Les « quarante roses » qui donnent son titre à ce roman sont celles que, chaque année, le brillant homme politique suisse Max Meier offre à sa femme Marie pour son anniversaire. Même si cela fait longtemps qu’elle n’a plus 40 ans. Une mascarade qu’elle supporte de plus en plus mal et qui, cette année-là, l’amène à s’interroger sur sa vie et son identité. Les lecteurs de Thomas Hürlimann auront reconnu les personnages de certains de ses précédents ouvrages (notamment Mademoiselle Stark), inspirés des membres de sa propre famille : son père, Hans Hürlimann, fut conseiller fédéral et même président de la Confédération helvétique à la fin des années 1970. Mais avec Quarante roses – qui peut se lire indépendamment –, l’écrivain suisse signe son livre « le plus riche, le plus ambitieux et aussi le plus prenant », écrit Pia Reinacher, du Frankfurter Allgemeine Zeittung. Un livre qui « dépeint l’ascension et la décadence d’une dynastie de tailleurs juifs dans un canton catholique de la Suisse du XXe siècle », résume Evelyn Finger dans le Zeit.
Marie Meier, née Katz, est la dernière représentante de cette famille.
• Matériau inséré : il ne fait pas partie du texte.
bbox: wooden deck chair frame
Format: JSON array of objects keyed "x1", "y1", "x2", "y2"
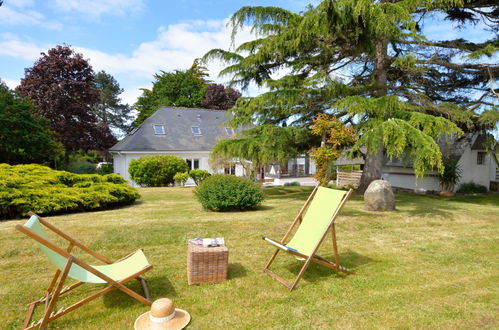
[
  {"x1": 263, "y1": 186, "x2": 353, "y2": 291},
  {"x1": 15, "y1": 212, "x2": 153, "y2": 329}
]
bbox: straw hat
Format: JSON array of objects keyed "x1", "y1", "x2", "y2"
[{"x1": 134, "y1": 298, "x2": 191, "y2": 330}]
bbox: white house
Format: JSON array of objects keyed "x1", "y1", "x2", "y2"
[
  {"x1": 335, "y1": 133, "x2": 499, "y2": 192},
  {"x1": 109, "y1": 107, "x2": 245, "y2": 186}
]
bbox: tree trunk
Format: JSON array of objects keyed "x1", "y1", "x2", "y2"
[
  {"x1": 358, "y1": 33, "x2": 388, "y2": 194},
  {"x1": 358, "y1": 147, "x2": 384, "y2": 193}
]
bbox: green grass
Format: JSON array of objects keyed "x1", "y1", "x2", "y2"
[{"x1": 1, "y1": 187, "x2": 498, "y2": 329}]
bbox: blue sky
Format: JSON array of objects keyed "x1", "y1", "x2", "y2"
[
  {"x1": 0, "y1": 0, "x2": 496, "y2": 112},
  {"x1": 0, "y1": 0, "x2": 311, "y2": 104}
]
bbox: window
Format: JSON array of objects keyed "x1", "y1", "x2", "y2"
[
  {"x1": 153, "y1": 124, "x2": 165, "y2": 135},
  {"x1": 225, "y1": 127, "x2": 234, "y2": 135},
  {"x1": 191, "y1": 126, "x2": 202, "y2": 135},
  {"x1": 477, "y1": 151, "x2": 486, "y2": 165},
  {"x1": 186, "y1": 159, "x2": 200, "y2": 170},
  {"x1": 224, "y1": 164, "x2": 236, "y2": 175}
]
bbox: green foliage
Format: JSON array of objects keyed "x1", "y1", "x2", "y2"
[
  {"x1": 66, "y1": 160, "x2": 97, "y2": 174},
  {"x1": 173, "y1": 172, "x2": 189, "y2": 186},
  {"x1": 456, "y1": 182, "x2": 487, "y2": 194},
  {"x1": 93, "y1": 70, "x2": 133, "y2": 137},
  {"x1": 0, "y1": 164, "x2": 139, "y2": 219},
  {"x1": 438, "y1": 158, "x2": 462, "y2": 191},
  {"x1": 97, "y1": 163, "x2": 114, "y2": 175},
  {"x1": 189, "y1": 169, "x2": 211, "y2": 185},
  {"x1": 203, "y1": 0, "x2": 497, "y2": 190},
  {"x1": 210, "y1": 125, "x2": 310, "y2": 178},
  {"x1": 133, "y1": 65, "x2": 208, "y2": 126},
  {"x1": 283, "y1": 181, "x2": 300, "y2": 186},
  {"x1": 0, "y1": 81, "x2": 60, "y2": 164},
  {"x1": 466, "y1": 44, "x2": 498, "y2": 60},
  {"x1": 128, "y1": 155, "x2": 189, "y2": 187},
  {"x1": 195, "y1": 175, "x2": 265, "y2": 211},
  {"x1": 309, "y1": 114, "x2": 356, "y2": 186}
]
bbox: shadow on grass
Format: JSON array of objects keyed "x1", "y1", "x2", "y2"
[
  {"x1": 450, "y1": 194, "x2": 499, "y2": 207},
  {"x1": 102, "y1": 275, "x2": 176, "y2": 308},
  {"x1": 285, "y1": 250, "x2": 373, "y2": 282},
  {"x1": 257, "y1": 205, "x2": 275, "y2": 211},
  {"x1": 394, "y1": 193, "x2": 457, "y2": 218},
  {"x1": 264, "y1": 186, "x2": 313, "y2": 199},
  {"x1": 228, "y1": 262, "x2": 247, "y2": 280}
]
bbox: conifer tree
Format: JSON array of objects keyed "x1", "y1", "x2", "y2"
[
  {"x1": 93, "y1": 70, "x2": 133, "y2": 137},
  {"x1": 204, "y1": 0, "x2": 498, "y2": 192}
]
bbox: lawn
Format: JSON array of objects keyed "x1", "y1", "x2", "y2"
[{"x1": 1, "y1": 186, "x2": 498, "y2": 329}]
Sa mère s’est convertie au catholicisme, son frère est devenu un haut dignitaire de l’Église, elle-même a été élevée par des religieuses avant d’épouser le blond, l’ambitieux Max Meier. Ce qui ne l’a pas empêchée de subir, pendant la Seconde Guerre mondiale, l’antisémitisme de la société suisse, bien moins « neutre » qu’elle ne le prétendait. Marie a eu des rêves, bien sûr: elle jouait merveilleusement du piano, fréquentait des cercles intellectuels où l’on discutait de Lénine et de Nietzsche. Mais elle a fini en épouse docile d’un politicien opportuniste qui voit en elle son plus beau trophée. « Hürlimann dresse le portrait d’une femme qui sacrifie son talent de pianiste à la carrière de son mari, renonce à ses propres rêves et s’accommode, en toute conscience, des normes qu’on lui impose », écrit Reinacher. « La vie comme accommodement mortel, c’est bien de cela qu’il s’agit », confirme Evelyn Finger. Après avoir vu défiler l’existence de Marie, « le lecteur tente en vain de se souvenir du moment exact où elle a renoncé à ses projets pour disparaitre derrière la façade de first lady. Sa vie ratée est le fruit d’innombrables petits compromis ». Et l’occasion, pour Hürlimann, de signer un « formidable roman sur la force destructrice de l’amour, sur la famille qui emprisonne et sur l’implacable passage du temps », conclut Finger.